Biotech stocks overall had a strong April. The NASDAQ Biotechnology Index was up 15%, recovering a 13.45% loss in March. The index rose 24.4% last year because of interest in cancer and related drugs.
April produced gaudy results for stocks. As Friday’s slump, along with weak energy and U.S. index futures contract performance ahead of Monday’s open show, investors will be facing a lot of volatility as the first trading week of May begins. The risks right now are numerous:
- Markets face a barrage of bad news. This week brings the monthly U.S. report on jobs and unemployment. Economists polled see Nonfarm Payrolls falling a staggering 21 million in April, down from 700,000 or so in April. The unemployment rate could reach 16%.
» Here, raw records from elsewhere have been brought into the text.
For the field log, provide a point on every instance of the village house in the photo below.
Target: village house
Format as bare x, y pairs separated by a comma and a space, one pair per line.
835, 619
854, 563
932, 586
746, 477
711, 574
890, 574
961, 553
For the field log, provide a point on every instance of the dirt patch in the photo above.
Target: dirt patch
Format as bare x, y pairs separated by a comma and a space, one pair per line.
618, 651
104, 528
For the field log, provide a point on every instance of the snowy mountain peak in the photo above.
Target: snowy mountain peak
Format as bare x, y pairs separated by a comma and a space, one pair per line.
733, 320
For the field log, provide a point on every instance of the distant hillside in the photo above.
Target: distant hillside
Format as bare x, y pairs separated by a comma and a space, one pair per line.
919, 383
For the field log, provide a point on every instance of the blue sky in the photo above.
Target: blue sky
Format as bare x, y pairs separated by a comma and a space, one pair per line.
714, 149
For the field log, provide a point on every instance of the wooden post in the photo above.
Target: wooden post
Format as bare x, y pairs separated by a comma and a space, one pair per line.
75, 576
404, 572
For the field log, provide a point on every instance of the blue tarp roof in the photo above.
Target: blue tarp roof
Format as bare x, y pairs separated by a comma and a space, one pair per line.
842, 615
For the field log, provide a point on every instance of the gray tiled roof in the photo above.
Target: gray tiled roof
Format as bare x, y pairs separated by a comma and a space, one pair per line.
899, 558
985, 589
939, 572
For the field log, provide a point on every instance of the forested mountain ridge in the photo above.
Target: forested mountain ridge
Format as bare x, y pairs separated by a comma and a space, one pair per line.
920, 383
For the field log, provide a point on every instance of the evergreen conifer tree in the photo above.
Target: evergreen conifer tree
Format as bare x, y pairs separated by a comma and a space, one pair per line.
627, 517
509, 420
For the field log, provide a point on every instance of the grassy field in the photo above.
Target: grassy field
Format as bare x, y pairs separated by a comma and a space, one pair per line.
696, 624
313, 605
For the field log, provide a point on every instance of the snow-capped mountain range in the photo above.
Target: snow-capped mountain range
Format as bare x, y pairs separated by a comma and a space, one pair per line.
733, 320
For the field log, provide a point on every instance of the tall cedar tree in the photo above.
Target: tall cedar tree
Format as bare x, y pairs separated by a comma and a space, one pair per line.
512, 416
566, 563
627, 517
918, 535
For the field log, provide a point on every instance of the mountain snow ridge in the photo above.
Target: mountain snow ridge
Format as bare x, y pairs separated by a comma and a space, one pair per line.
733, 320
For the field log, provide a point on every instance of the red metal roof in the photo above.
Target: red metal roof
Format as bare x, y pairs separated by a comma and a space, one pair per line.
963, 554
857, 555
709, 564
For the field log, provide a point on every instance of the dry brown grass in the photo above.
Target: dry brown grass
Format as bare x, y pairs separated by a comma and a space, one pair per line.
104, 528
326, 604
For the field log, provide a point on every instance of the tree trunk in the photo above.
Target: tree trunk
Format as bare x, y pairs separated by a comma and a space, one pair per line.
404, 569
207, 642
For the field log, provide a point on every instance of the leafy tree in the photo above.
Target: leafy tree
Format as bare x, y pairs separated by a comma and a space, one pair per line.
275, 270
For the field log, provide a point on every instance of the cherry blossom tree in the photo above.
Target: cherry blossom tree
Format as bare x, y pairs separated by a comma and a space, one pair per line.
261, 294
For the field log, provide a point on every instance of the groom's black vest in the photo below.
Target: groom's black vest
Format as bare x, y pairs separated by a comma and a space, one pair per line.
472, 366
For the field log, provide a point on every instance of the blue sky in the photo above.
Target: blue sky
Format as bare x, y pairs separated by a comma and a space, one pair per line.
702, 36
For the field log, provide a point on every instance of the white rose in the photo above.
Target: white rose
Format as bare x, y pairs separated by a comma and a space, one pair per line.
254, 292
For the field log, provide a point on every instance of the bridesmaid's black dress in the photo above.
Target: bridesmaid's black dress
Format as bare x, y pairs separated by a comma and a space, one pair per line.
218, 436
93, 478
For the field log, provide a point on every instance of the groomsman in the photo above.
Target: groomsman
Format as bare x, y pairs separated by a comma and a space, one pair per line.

- How do economies get reopened when some 30 million people have been laid off and have filed for unemployment benefits? The Trump administration is letting states decide, and there’s a great fear many communities are not ready, despite protests in some states where residents have been required to shelter at home. The proof of an unsuccessful restart will come if infection and/or mortality rates start rising. Mississippi held back on Friday for that reason.
- The time needed to get an economy running at full capacity. Even if you agree to the terms of reopening an economy, it may operate only at 90% of capacity or less because consumers just coming off massive layoffs or business failures will require time to rebuild their confidence.
- A possible rekindling of the U.S.-China trade fight. Part of this may be a Trump re-election ploy, but some of it is occurring because of the problems in getting China to acknowledge the coronavirus early on, where it seems to have originated.
- The 2020 U.S. elections, likely to be among the most bitter ever.
Sounds daunting, but Berkshire Hathaway’s Warren Buffett pronounced himself optimistic at the company’s annual meeting on Saturday, even as his company reported a $49.7 billion loss for the first quarter. Most was due to writing off asset values because of the coronavirus.
“We’ve faced tougher problems, and the American miracle, the American magic, has always prevailed,” Buffett said in livestreamed remarks. Clearly, he believes the markets will rise again.